I understand that you are a Business Executive. How do you
organize your time and your writing schedule?
I
don’t honestly. I find myself walking around with a notebook or using the
digital recorder on my phone. I have written paragraphs while waiting for
meetings to start, one the road to someone’s home or while on a flight. I never
know when an idea is going to start to germinate, so I make sure that the tools
I need are with me at all times.
When
it comes to actually writing, I do that after my day has ended. Typically, I
will settle down to write after midnight when everyone has gone to bed and I
can slip on my headphones to get lost in the world that I create for my
readers.
What are your writing aims?
Right now, I am
primarily focused on writing the next two books in the series. There is still a
great deal of ground to cover before we get to modern day Pakistan, which I
would like to do in the next two installments. I also have submission schedules
for other publications that I write for that I need to maintain and deliver on.
I do want to write
for as many publications that I can, while writing the Agency Rules series, to
get the real story of Pakistan, our struggles and challenges into the world
discourse.
Khalid, where can readers find out more about you and where can
we buy your books?
The easiest place
to find information about Agency Rules and me is from the Agency rules website
(http://www.agencyrules.com).
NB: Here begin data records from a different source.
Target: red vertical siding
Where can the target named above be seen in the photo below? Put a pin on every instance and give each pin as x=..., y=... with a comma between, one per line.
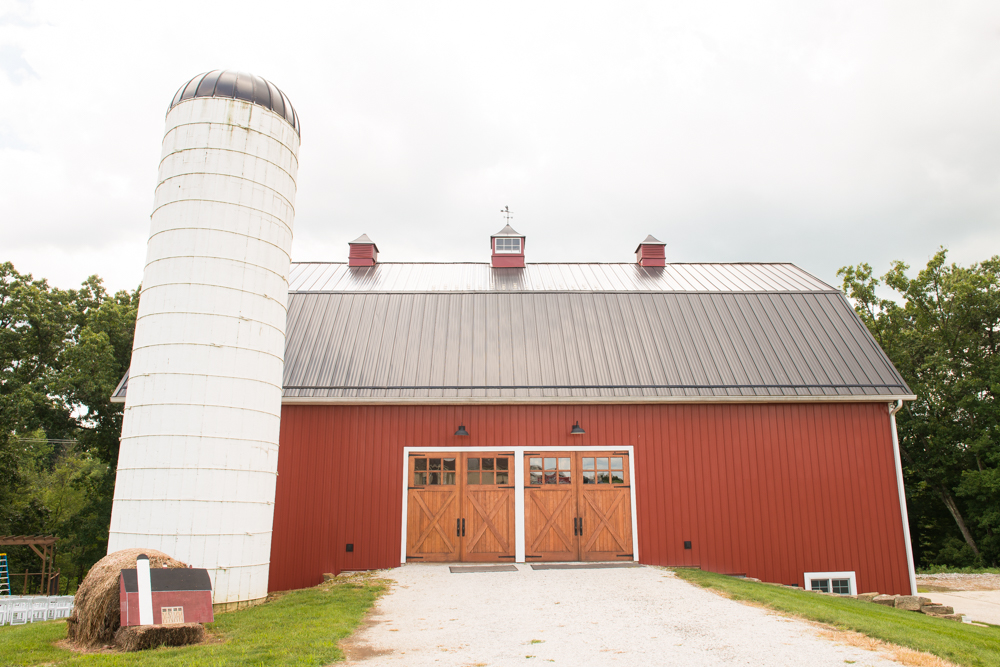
x=767, y=490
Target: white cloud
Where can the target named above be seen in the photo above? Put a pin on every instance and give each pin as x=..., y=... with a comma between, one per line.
x=819, y=133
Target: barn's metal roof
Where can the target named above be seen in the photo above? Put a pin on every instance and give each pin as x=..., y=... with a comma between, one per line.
x=469, y=277
x=576, y=332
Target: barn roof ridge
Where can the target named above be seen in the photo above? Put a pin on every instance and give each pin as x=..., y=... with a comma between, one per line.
x=454, y=277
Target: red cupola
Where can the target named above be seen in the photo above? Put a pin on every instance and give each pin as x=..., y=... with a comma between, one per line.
x=651, y=252
x=508, y=249
x=364, y=252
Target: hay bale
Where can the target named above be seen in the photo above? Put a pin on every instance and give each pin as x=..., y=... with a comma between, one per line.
x=142, y=637
x=96, y=613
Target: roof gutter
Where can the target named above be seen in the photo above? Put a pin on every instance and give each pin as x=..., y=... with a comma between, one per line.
x=893, y=409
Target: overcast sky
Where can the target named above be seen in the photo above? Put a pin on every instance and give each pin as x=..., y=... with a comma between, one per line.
x=818, y=133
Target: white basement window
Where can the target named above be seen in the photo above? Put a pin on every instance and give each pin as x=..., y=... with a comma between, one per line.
x=841, y=583
x=508, y=245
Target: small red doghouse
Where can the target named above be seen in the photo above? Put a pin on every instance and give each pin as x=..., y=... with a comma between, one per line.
x=171, y=595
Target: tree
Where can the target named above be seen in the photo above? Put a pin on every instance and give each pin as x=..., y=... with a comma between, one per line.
x=62, y=352
x=941, y=330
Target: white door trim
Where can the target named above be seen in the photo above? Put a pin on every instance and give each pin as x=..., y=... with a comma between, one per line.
x=519, y=487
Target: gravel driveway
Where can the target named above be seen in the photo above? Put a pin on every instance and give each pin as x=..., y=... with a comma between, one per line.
x=628, y=616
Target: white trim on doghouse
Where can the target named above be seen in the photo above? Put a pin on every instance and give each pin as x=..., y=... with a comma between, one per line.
x=810, y=576
x=519, y=488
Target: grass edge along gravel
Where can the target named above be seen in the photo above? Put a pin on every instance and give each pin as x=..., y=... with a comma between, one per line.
x=302, y=627
x=960, y=643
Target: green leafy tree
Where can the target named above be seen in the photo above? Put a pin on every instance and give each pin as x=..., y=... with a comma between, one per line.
x=941, y=330
x=62, y=352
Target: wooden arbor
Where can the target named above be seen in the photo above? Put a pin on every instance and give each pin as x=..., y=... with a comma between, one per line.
x=45, y=547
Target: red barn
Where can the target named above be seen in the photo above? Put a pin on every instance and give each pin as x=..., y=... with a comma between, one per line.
x=733, y=417
x=179, y=595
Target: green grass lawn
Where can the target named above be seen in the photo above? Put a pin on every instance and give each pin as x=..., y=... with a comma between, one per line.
x=298, y=628
x=960, y=643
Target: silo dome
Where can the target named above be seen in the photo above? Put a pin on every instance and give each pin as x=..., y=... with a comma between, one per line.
x=239, y=86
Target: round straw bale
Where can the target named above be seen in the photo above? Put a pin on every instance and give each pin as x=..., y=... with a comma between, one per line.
x=96, y=610
x=142, y=637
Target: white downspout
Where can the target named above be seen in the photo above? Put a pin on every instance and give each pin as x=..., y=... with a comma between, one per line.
x=893, y=409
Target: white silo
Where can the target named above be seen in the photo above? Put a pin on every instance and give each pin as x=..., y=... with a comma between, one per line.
x=199, y=448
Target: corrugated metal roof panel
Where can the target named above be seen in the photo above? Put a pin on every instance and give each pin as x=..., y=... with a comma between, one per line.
x=582, y=344
x=389, y=277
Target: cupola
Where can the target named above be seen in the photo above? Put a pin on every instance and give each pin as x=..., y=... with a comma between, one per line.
x=364, y=252
x=508, y=248
x=651, y=252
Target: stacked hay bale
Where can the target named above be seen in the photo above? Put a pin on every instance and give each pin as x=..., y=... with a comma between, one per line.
x=97, y=614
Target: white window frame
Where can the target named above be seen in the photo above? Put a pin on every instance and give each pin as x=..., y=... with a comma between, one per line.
x=850, y=576
x=497, y=250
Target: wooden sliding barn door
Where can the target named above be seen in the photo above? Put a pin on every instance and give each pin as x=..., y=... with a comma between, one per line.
x=488, y=508
x=605, y=506
x=433, y=505
x=550, y=523
x=460, y=507
x=577, y=506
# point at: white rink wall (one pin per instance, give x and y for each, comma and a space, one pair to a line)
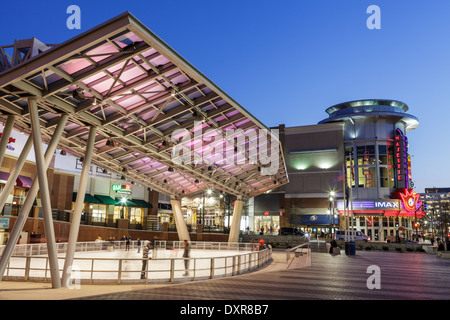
100, 262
I have tried to build a fluid author platform that has
excerpts from the book, storylines that I have written but not included in the
published novel, as well as the reviews and media coverage that has generated
since the debut novel was published. I am also on Facebook (http://facebook.com/AgencyRulesPK) and I tweet from @AgencyRulesPK. I love reader
interactions and questions, so please do feel free to ask anything you would
like. I’ll do my best to answer your questions.
You can buy Agency
Rules – Never an Easy Day at the Office at all the major online book retailers
including Amazon, Barnes and Noble, iTunes and Kobo. The links to each are
provided below.
B&N -
http://bit.ly/BN-AR
Amazon - http://smarturl.it/amazon-ar
iTunes -
http://bit.ly/IT-AR
Kobo -
http://bit.ly/K-AR
Once again, Chris, I want to
thank you and your readers for taking the time out to read this interview. I
hope that I have been able to give them enough of a tease to get them
interested in reading Agency Rules and finding out more about the most discussed/misunderstood
country in the media today.
Thank you again!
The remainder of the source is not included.